Hyperplastic polyps, sessile serrated polyps with or without dysplasia, traditional serrated adenomas, or unclassified serrated polyps are included in the polyp count when rendering a diagnosis of SPS. The polyps in SPS resemble their sporadic counterparts. Hyperplastic polyps ( Fig. 11.6A ) show elongated colonic crypts with serrated architecture and a narrow base lined by cells with abundant microvesicular type mucin. Sessile serrated polyps are larger in size and show architectural distortion with dilated crypt bases and crypt disarray ( Figs. 11.6B and C ). Dysplastic change may be present and can resemble either traditional serrated adenoma or a conventional tubular adenoma ( Fig. 11.7 ). Traditional serrated adenomas also resemble their sporadic counterparts and show serrated crypts with abundant eosinophilic cytoplasm and nuclear stratification and hyperchromasia similar to an adenoma. Conventional adenomas may also be present in SPS and are an independent predictor of high risk for progression to carcinoma. The histologic type of polyp or largest polyp size or distribution of polyps within the colon are not predictive of cancer risk. Cancers in SPS may resemble MSI-H tumors, but nearly half of all cancers that occur in this setting are microsatellite stable with intact expression of DNA mismatch repair proteins.
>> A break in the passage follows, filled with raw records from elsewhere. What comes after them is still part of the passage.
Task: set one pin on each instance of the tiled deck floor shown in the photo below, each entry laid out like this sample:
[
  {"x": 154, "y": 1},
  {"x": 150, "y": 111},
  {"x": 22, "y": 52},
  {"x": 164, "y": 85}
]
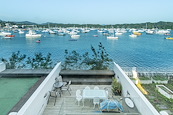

Variable number and size of polyps, typically 10 to 60 in number
Flat, sessile lesions more common proximally
Distal small sessile elevated polyps resemble sporadic hyperplastic polyps
Concurrent mass lesions may be present in cases with carcinoma
Serrated polyps in serrated polyposis syndrome (SPS) resemble sporadic hyperplastic polyps, sessile serrated polyps, and traditional serrated adenoma
Sessile serrated polyps may show cytologic dysplasia
Concurrent conventional adenomas can be seen and are predictive of a higher risk of cancer
Adenocarcinoma in SPS may show features of microsatellite instability high phenotype, but half of all cancers are microsatellite stable
No high prevalence germline mutations identified so far
RNF43 germline mutations reported in some families
Increased risk of colorectal cancer in first- and second-degree relatives is indicative of a familial predisposition
MUTYH polyposis syndrome
Hereditary mixed polyposis syndrome
A combination of serrated polyps and adenomas can also be seen in MAP but the predominant histologic type in the latter is a conventional adenoma, whereas SPS is characterized by a preponderance of serrated polyps. HMPS is characterized by presence of serrated polyps and adenomas in addition to juvenile-type hamartomatous polyps, some of which may be dysplastic.
Up to 35% of patients with SPS have a synchronous colon cancer, indicating the increased malignant potential associated with this condition. Annual colonoscopic surveillance is typically recommended after complete removal of all large polyps. Colectomy is reserved for those with a high polyp burden that precludes complete polyp removal and close surveillance.